Further, mrustc is only capable of targeting x86. Performing this reduction is thus impossible on riscv or aarch64, and for bootstrapping on these platforms, one would have to build every single version of rustc.
Additionally, even when safety/security verification is not necessary, cross-compilation can introduce unnecessary builds of rustc (which can take minutes, to several hours, to days). For example, when building a linux environment following similar instructions to Linux From Scratch, to cross compile rustc would involve building it in each stage (pre-tools, tools, and chroot). Having a compiler that is simple to bootstrap would allow someone building such a system to build the rust compiler as late as possible, a lot later than cross-compilation would allow. This issue has been present when building rustc for iglunix, a self-hosted linux distribution that does not contain any GNU components.
Miri is not sufficient for Specifying the Language
One reason for having multiple implementations is to help prompt a specification for the language. It is argued that miri does that job already, however, it is not sufficient for this purpose, for three major reasons:
- Miri only performs dynamic analysis of programs. It can only check code paths that are evaluated (and not all possible code paths and all possible cases). By extension, you can only check conditionally-compiled code you are capable of building for and running.
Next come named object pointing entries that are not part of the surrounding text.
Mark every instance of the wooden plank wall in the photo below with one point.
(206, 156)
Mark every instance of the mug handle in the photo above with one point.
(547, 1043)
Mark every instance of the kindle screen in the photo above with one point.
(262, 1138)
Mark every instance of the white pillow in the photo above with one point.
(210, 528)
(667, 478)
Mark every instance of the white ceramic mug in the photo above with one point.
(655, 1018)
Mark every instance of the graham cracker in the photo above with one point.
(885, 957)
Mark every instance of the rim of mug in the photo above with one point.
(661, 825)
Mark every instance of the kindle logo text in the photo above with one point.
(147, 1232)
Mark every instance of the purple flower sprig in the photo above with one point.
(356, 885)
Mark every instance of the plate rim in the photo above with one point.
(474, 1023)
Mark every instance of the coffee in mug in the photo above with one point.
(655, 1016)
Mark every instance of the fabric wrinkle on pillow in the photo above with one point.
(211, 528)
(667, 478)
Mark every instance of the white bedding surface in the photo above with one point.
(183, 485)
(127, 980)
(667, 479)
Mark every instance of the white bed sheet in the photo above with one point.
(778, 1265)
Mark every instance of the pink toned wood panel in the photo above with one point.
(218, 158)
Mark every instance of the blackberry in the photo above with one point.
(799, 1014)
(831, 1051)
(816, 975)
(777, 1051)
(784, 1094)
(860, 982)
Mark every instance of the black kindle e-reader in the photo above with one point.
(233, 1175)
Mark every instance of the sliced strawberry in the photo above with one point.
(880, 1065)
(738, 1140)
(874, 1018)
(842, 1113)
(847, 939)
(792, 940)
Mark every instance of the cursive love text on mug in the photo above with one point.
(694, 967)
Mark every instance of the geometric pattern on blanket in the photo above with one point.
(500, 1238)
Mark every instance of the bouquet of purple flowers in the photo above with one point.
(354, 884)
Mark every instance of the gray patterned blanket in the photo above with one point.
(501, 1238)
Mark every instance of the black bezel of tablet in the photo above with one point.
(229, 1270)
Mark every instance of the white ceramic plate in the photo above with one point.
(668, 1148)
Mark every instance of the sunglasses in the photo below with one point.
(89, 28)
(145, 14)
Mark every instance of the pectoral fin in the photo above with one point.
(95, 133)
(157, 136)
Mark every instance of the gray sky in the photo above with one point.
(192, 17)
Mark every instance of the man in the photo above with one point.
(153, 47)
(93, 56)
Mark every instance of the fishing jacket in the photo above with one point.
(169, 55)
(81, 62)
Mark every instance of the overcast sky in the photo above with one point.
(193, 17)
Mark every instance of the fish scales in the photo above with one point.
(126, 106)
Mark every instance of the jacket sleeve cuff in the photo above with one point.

You can’t check code that is enabled on windows without a windows machine (or virtual machine).
- Further, miri doesn’t really help specify it, as the rules it follows are in contention and, with limited exceptions, such as the Stacked Borrows aliasing model and the atomic memory model (the latter due to the fact that rust delegates to the C++ language), cannot be considered in the theoretical, like a well written prose specification can.
- Miri also cannot check code that makes use of inline assembly or FFI calls, which may be necessary in making the specific code either have defined (or undefined) behaviour. Thus miri cannot confirm for all rust code whether or not that code has defined behaviour, even once all the rules are firmly defined.
The ferrocene project is also helpful in specifying the language, however I think that having the experience of multiple implementers in the design of that specification would be further advantageous, than just those working on the rustc frontend and those of that project.
While rustc_codegen_gcc does indeed solve many of the issues with rust that gcc-rs propports to solve, it does not provide all of the benefits that the latter may result in. Further, the bootstrapping problem is barely mitigated by the existence of mrustc, and miri is not useful in reasoning entirely about the behaviour of given rust code, the way a proper specification would be. Because of these reasons, among others unmentioned, I support gcc-rs and I hope I’ve convinced you to support it as well.